3194 sayılı kanununun yürürlüğe girmesinden sonra, bu kanunun 13. maddesi uyarınca plan değişikliği yapılabilmesi ancak 10.11.1990 tarihinden sonra mümkün olduğundan, davacının imar planı değişikliği yapılarak taşınmazı için inşaat ruhsatı verilmesi yolundaki isteminin idarece reddinde isabetsizlik bulunmadığı
Dava, davacılara ait, imar planında yol ve yeşil alana isabet eden taşınmazın kamulaştırılması yada üzerine inşaat yapılmasına izin verilmesi isteğiyle çoktan dolmuş olmasına karşın kamulaştırılmadığı nedeniyle 3194 sayılı İmar Kanununun 13.maddesi gereğince imar planında gerekli değişiklik yapılarak inşaat izni verilmesi yolundaki 2.9.1986/günlü başvurunun, söz konusu taşınmaza ancak geçici ruhsat verilebileceği, 3194 sayılı Yasanın 13.maddesine göre imar planı değişikliği isteminin 9.11.1990 tarihinden sonra dikkate alınabileceği gerekçesiyle reddi yolundaki Belediye Başkanlığı işleminin iptali isteğiyle açılmış, İdare Mahkemesince, olay tarihinde yürürlükte olan 6785 sayılı İmar Kanununun 1605 sayılı Kanunla değişiklik 33.maddesinde, imar ve yol istikamet planlarında kamu hizmet ve tesislerine ayrılmış yerlerde inşaata ve binalarda ise esaslı değişiklik ve ilaveler yapılmasına izin verilemeyeceği, ancak bu gibi yerlerin iskan sınırı içinde bulunanlardan dört yıllık imar programına alınan yerler süresi içinde, dört yıllık programa alınmayan yerlerde ise sahiplerinin yazılı başvurularından itibaren beş yıl içinde kamulaştırılmadığı takdirde Yönetmelik hükümlerine uygun inşaat yapılmasına izin verileceği kuralının yer aldığı, anılan Yasa kuralı uyarınca davacılara yönetmelik kurallarına uygun inşaat yapılması için ruhsat verilmesi gerektiği, her ne kadar daha sonra yürürlüğe giren 3194 sayılı İmar Kanununun 13.maddesi ile konu yeniden düzenlenmiş ve madde metninde, “Bu Kanunun yayımı tarihinden önce yapılan imar planlarında bahsedilen beş yıllık süre bu Kanunun yürürlük tarihinden itibaren geçerlidir” hükmü yer almakta ise de, 3194 sayılı Yasa yürürlüğe girmeden önce beş yıllık sürenin geçmiş olması nedeniyle davacıların kazanılmış haklarının doğmuş bulunduğu, yeni yasanın kazanılmış hakları ortadan kaldıracak biçimde yorumlanmasına ve anlaşılmasına olanak bulunmadığı gerekçesiyle dava konusu işlemin iptaline karar verilmiş ve bu karar davalı tarafından temyiz edilmiştir.
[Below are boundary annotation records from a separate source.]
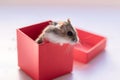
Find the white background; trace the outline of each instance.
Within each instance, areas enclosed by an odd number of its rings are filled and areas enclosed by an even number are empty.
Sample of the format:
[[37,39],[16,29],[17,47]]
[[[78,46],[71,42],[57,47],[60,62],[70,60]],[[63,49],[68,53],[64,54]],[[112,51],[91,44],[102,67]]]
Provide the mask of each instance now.
[[17,28],[46,20],[56,21],[67,18],[70,18],[72,24],[78,28],[107,37],[107,46],[104,52],[88,64],[74,61],[72,73],[55,80],[120,80],[119,0],[114,2],[107,0],[77,2],[76,0],[76,3],[73,1],[65,2],[63,6],[62,2],[43,1],[44,6],[35,6],[32,2],[28,4],[14,0],[0,1],[2,4],[0,6],[0,80],[32,80],[17,66]]

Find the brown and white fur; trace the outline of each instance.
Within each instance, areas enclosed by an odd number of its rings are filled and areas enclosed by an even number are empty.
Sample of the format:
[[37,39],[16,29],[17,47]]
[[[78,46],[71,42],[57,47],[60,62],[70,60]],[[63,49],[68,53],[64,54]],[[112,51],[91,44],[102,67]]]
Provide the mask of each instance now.
[[44,40],[60,45],[64,43],[75,44],[79,42],[77,32],[71,25],[69,19],[64,22],[50,22],[35,41],[40,44],[44,42]]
10.11.1985/gününde yürürlüğe giren 3194 sayılı Yasanın 13.maddesinde, parsel sahibinin imar planlarının tasdik tarihinden itibaren beş yıl sonra müracaat ettiğinde imar planlarında meydana gelen değişikliklerden ve civarın özelliklerinden dolayı umumi hizmetlere ayrılan alanlardan ilgili kamu kuruluşunca yapımından vazgeçildiğine dair görüş alındığı takdirde tüm belirli çevredeki nüfus, yoğunluk ve donatım dengesini yeniden irdeleyerek hazırlanacak yeni imar planına göre inşaat yapılabileceği, bu Kanunun yayımı tarihinden önce yapılan imar planlarında bahsedilen beş yıllık sürenin bu Kanunun yürürlük tarihinden itibaren geçerli olduğu kurala bağlanmıştır.
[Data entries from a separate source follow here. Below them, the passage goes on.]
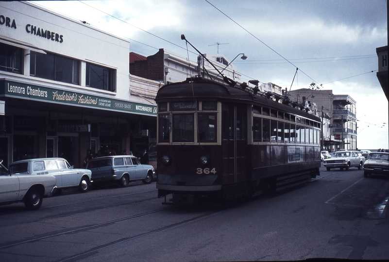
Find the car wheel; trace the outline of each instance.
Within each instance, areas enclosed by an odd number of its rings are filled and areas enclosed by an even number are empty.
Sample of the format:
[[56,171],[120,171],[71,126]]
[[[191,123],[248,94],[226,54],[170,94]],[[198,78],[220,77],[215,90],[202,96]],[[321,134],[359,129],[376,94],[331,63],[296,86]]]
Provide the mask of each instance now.
[[78,190],[81,193],[87,192],[89,190],[89,180],[83,177],[81,179],[81,181],[80,181],[80,184],[78,186]]
[[152,173],[151,172],[149,172],[146,176],[145,179],[142,181],[145,184],[150,184],[152,181]]
[[127,175],[123,175],[119,180],[119,184],[122,187],[125,187],[128,185],[128,178]]
[[37,189],[32,189],[24,196],[24,205],[30,210],[36,210],[40,207],[43,196]]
Dosyanın incelenmesinden; davacıların taşınmazlarının kamulaştırılması ya da inşaat izni verilmesi isteğiyle Belediyeye yaptıkları 14.1.1980 günlü ilk başvurudan itibaren 6785 sayılı Yasanın 33. maddesinde öngörülen beş yıllık süre bu Yasanın yürürlükte olduğu sırada dolmuşsa da bu Yasa yürürlükte iken Belediyeye başvurarak anılan sürenin dolması nedeniyle Yönetmelik kurallarına uygun daimi inşaat ruhsatı verilmesini istemedikleri, 3194 sayılı yeni İmar Kanununun yürürlüğe girmesinden sonra 2.9.1986/gününde yaptıkları başvurularında ilk başvurularından itibaren beş yıllık sürenin çoktan dolduğundan bahisle 3194 sayılı Yasanın 13. maddesi gereğince imar planında değişiklik yapılarak inşaat izni verilmesini istedikleri, bu istek üzerine davalı Belediyece plan değişikliği isteğinin 3194 sayılı Yasanın 13.maddesine göre ancak 9.11.1990 tarihinden sonra dikkate alınabileceği, geçici ruhsat istenilmesi halinde bu konunun belediye encümenince görüşülebileceği yolundaki dava konusu işlemin tesis edildiği anlaşılmaktadır.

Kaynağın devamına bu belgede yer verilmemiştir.